Britain's trucking companies and other transport firms are playing a waiting game as the battle for their business heats up before the English Channel tunnel opens next year.

As the "beauty contest" between the ferries and the tunnel enters the final stages, most potential freight customers are refusing to commit themselves or divulge which mode of transport they expect to use regularly.Eurotunnel, the tunnel's owner and future operator, may have more of a fight for business than anticipated with the cross-channel ferry companies, a leading freight transport industry official warned Wednesday.

"Eurotunnel will have to quickly show that it can operate and manage its assets to provide an efficient service if it is to retain its initial novelty boost," said Jack Welsh, director of international transport and distribution at the Freight Transport Association.

''Otherwise, its advantage over ro-ro (roll-on, roll-off) ferries may be marginal both in time and reliability," Mr. Welsh told a "Chunnel" conference this week.

The first freight services through the tunnel will begin next March. Eurotunnel is now opening accounts with transport companies and expects to publish tariffs in January.

But an admittedly unscientific poll of delegates at the conference found that only 33 percent would use the tunnel rather than the ferries if charges for both modes of transport were similar.
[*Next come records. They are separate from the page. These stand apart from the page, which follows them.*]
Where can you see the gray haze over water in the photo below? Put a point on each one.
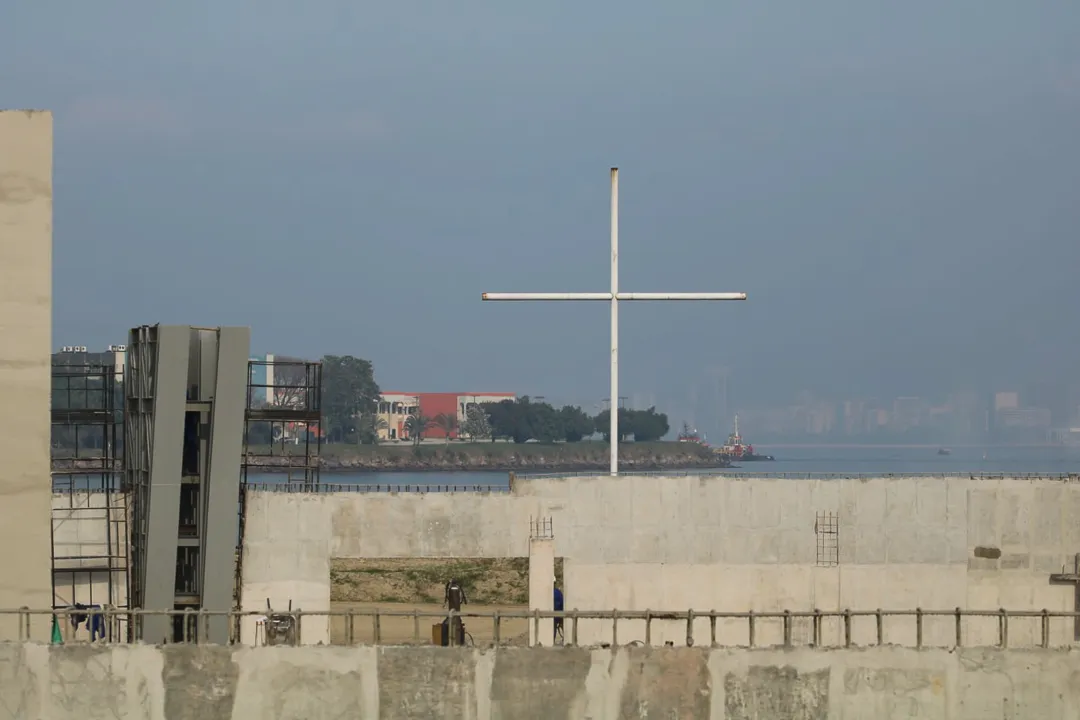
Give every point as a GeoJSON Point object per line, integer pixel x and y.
{"type": "Point", "coordinates": [893, 184]}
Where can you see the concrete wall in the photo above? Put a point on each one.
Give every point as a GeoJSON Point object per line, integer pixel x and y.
{"type": "Point", "coordinates": [710, 542]}
{"type": "Point", "coordinates": [213, 682]}
{"type": "Point", "coordinates": [26, 246]}
{"type": "Point", "coordinates": [88, 527]}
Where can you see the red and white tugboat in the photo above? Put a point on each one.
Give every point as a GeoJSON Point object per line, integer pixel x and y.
{"type": "Point", "coordinates": [736, 450]}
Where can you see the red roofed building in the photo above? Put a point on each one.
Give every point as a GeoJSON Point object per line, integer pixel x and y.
{"type": "Point", "coordinates": [394, 409]}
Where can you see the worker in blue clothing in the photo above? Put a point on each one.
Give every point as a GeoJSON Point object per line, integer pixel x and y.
{"type": "Point", "coordinates": [558, 608]}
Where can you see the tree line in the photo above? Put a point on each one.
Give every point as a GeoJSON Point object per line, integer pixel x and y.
{"type": "Point", "coordinates": [349, 402]}
{"type": "Point", "coordinates": [350, 397]}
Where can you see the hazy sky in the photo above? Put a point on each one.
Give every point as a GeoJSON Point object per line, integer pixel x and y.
{"type": "Point", "coordinates": [894, 184]}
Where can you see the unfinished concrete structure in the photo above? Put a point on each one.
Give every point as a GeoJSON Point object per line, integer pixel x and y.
{"type": "Point", "coordinates": [26, 247]}
{"type": "Point", "coordinates": [186, 393]}
{"type": "Point", "coordinates": [140, 682]}
{"type": "Point", "coordinates": [701, 542]}
{"type": "Point", "coordinates": [90, 538]}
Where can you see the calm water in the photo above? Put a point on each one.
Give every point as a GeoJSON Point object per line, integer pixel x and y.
{"type": "Point", "coordinates": [878, 461]}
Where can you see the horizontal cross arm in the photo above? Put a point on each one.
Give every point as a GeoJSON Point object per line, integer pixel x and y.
{"type": "Point", "coordinates": [621, 296]}
{"type": "Point", "coordinates": [682, 296]}
{"type": "Point", "coordinates": [547, 296]}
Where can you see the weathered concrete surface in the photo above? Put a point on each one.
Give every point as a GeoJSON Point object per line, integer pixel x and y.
{"type": "Point", "coordinates": [84, 530]}
{"type": "Point", "coordinates": [727, 543]}
{"type": "Point", "coordinates": [26, 247]}
{"type": "Point", "coordinates": [214, 682]}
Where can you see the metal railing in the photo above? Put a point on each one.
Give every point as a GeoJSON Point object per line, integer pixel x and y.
{"type": "Point", "coordinates": [362, 487]}
{"type": "Point", "coordinates": [740, 472]}
{"type": "Point", "coordinates": [811, 630]}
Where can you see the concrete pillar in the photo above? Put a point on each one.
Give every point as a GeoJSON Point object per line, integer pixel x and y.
{"type": "Point", "coordinates": [542, 588]}
{"type": "Point", "coordinates": [26, 248]}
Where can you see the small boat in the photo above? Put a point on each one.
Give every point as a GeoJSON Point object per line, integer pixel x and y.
{"type": "Point", "coordinates": [736, 450]}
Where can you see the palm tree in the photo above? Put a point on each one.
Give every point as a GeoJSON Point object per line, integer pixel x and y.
{"type": "Point", "coordinates": [415, 425]}
{"type": "Point", "coordinates": [446, 422]}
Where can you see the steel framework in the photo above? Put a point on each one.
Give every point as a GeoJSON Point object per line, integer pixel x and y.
{"type": "Point", "coordinates": [89, 526]}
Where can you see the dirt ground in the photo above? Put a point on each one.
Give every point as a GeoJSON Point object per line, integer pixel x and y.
{"type": "Point", "coordinates": [406, 630]}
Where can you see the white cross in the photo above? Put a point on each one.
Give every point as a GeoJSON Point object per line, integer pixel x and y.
{"type": "Point", "coordinates": [613, 298]}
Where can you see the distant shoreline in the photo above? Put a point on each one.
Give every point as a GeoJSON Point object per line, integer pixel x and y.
{"type": "Point", "coordinates": [886, 446]}
{"type": "Point", "coordinates": [496, 457]}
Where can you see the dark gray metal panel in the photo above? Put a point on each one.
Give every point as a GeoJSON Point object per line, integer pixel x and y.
{"type": "Point", "coordinates": [207, 363]}
{"type": "Point", "coordinates": [223, 493]}
{"type": "Point", "coordinates": [170, 403]}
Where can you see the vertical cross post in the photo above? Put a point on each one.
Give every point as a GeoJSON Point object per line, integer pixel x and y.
{"type": "Point", "coordinates": [613, 298]}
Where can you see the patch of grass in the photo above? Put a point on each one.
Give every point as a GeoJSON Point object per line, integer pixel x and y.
{"type": "Point", "coordinates": [487, 581]}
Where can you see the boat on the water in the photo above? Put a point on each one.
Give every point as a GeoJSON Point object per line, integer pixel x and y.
{"type": "Point", "coordinates": [690, 435]}
{"type": "Point", "coordinates": [736, 450]}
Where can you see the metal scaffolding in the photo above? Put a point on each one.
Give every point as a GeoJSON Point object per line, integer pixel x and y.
{"type": "Point", "coordinates": [89, 527]}
{"type": "Point", "coordinates": [282, 431]}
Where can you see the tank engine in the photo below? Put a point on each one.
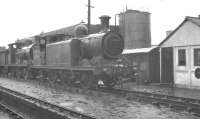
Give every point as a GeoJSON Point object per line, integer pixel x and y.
{"type": "Point", "coordinates": [85, 59]}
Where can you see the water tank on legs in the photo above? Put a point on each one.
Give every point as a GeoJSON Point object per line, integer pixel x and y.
{"type": "Point", "coordinates": [134, 26]}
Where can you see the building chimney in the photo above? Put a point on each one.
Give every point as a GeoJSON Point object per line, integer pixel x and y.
{"type": "Point", "coordinates": [104, 22]}
{"type": "Point", "coordinates": [168, 32]}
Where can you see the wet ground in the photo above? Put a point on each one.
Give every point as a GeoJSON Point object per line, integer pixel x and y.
{"type": "Point", "coordinates": [102, 106]}
{"type": "Point", "coordinates": [4, 115]}
{"type": "Point", "coordinates": [174, 91]}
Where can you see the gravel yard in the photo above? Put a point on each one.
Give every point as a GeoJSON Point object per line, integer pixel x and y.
{"type": "Point", "coordinates": [103, 106]}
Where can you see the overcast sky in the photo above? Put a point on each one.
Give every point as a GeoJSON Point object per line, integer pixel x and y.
{"type": "Point", "coordinates": [25, 18]}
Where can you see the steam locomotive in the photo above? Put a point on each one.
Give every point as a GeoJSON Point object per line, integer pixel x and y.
{"type": "Point", "coordinates": [88, 60]}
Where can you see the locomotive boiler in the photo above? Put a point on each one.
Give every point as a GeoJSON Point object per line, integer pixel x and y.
{"type": "Point", "coordinates": [85, 59]}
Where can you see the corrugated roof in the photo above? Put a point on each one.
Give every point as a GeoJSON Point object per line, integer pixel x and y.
{"type": "Point", "coordinates": [194, 20]}
{"type": "Point", "coordinates": [138, 50]}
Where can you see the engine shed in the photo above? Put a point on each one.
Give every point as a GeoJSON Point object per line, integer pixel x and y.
{"type": "Point", "coordinates": [146, 60]}
{"type": "Point", "coordinates": [180, 55]}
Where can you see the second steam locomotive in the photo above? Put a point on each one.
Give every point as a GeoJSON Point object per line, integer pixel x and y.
{"type": "Point", "coordinates": [87, 60]}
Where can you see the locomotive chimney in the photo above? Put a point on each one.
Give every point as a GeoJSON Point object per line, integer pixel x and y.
{"type": "Point", "coordinates": [104, 22]}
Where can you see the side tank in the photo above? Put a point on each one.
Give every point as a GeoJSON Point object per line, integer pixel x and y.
{"type": "Point", "coordinates": [64, 53]}
{"type": "Point", "coordinates": [108, 45]}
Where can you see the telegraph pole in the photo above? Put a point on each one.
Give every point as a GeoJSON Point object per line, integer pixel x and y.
{"type": "Point", "coordinates": [89, 15]}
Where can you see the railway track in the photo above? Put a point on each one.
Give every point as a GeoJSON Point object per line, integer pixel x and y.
{"type": "Point", "coordinates": [179, 103]}
{"type": "Point", "coordinates": [12, 113]}
{"type": "Point", "coordinates": [43, 109]}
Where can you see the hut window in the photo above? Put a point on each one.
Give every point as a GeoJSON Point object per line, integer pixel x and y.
{"type": "Point", "coordinates": [197, 57]}
{"type": "Point", "coordinates": [181, 57]}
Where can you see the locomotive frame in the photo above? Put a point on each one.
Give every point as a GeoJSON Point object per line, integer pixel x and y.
{"type": "Point", "coordinates": [86, 76]}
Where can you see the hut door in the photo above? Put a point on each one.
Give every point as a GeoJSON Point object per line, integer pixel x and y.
{"type": "Point", "coordinates": [182, 66]}
{"type": "Point", "coordinates": [195, 63]}
{"type": "Point", "coordinates": [167, 65]}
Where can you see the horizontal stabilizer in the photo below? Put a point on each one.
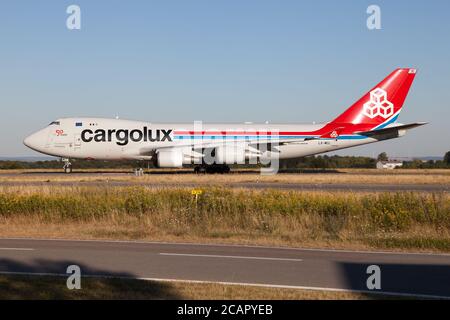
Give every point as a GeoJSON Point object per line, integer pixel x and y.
{"type": "Point", "coordinates": [390, 130]}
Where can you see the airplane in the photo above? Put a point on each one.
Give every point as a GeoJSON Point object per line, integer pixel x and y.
{"type": "Point", "coordinates": [213, 147]}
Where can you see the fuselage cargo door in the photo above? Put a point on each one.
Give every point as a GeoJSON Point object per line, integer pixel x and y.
{"type": "Point", "coordinates": [77, 142]}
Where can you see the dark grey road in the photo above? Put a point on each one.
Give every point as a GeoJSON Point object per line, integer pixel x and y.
{"type": "Point", "coordinates": [417, 274]}
{"type": "Point", "coordinates": [46, 177]}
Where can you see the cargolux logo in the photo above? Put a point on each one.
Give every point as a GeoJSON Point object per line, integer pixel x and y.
{"type": "Point", "coordinates": [378, 105]}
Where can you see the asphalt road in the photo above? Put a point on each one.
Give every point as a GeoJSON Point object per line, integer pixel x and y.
{"type": "Point", "coordinates": [416, 274]}
{"type": "Point", "coordinates": [45, 179]}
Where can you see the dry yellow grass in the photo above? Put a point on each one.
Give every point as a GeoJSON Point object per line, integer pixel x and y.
{"type": "Point", "coordinates": [50, 287]}
{"type": "Point", "coordinates": [343, 176]}
{"type": "Point", "coordinates": [398, 221]}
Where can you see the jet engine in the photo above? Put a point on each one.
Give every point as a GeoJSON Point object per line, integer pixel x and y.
{"type": "Point", "coordinates": [169, 158]}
The survey of a possibly partisan audience also found that only 40 percent would use the tunnel immediately, while 60 percent would likely wait until any kinks in the new tunnel have been ironed out. Just over half the respondents expect the tunnel to dominate the cross-channel trades by the end of the century.

Nevertheless, the huge increase in cross-channel passenger and freight transport capacity once the tunnel opens next year will affect both shipping and air services between Britain and continental Europe.

At full capacity, the tunnel could handle almost as much as P&O European Ferries Ltd., the largest ferry operator on the key Dover-Calais route, managed during 1992, its record year.

The tunnel will open during a relatively flat period for freight traffic between Britain and the Continent after a steep expansion during the 1980s. But Graeme Dunlop, chairman of the P&O ferry division, expects growth rates to recover soon to between 6 percent and 8 percent a year.

Ferry operators argue that the ships are almost as fast as the tunnel while providing a more relaxing journey across the channel as well as shopping and restaurant facilities.

In response, Sir Alastair Morton, group chief executive of Eurotunnel, told the conference that the tunnel will offer speed, simplicity, frequency, comfort, reliability and safety "at a price that will be competitive with the ferries."

He said he expects Eurotunnel to take 50 percent of the passenger vehicle traffic and between 20 percent and 33 percent of the road freight market once fully operational.

Ferry capacity will have to be reduced, Sir Alastair said, while the ships may have to go slower in order to save fuel and therefore costs.

The two main ferry operators, P&O and Stena Sealink Line, accept that they need to streamline their operations and are angry with the government for rejecting their application for a joint service until after the tunnel has opened.

Nevertheless, despite stiff competition from Eurotunnel for both passenger and freight traffic, Mr. Dunlop insists he is "absolutely confident" that ships will continue to operate on the Dover-Calais route "well into the 21st century."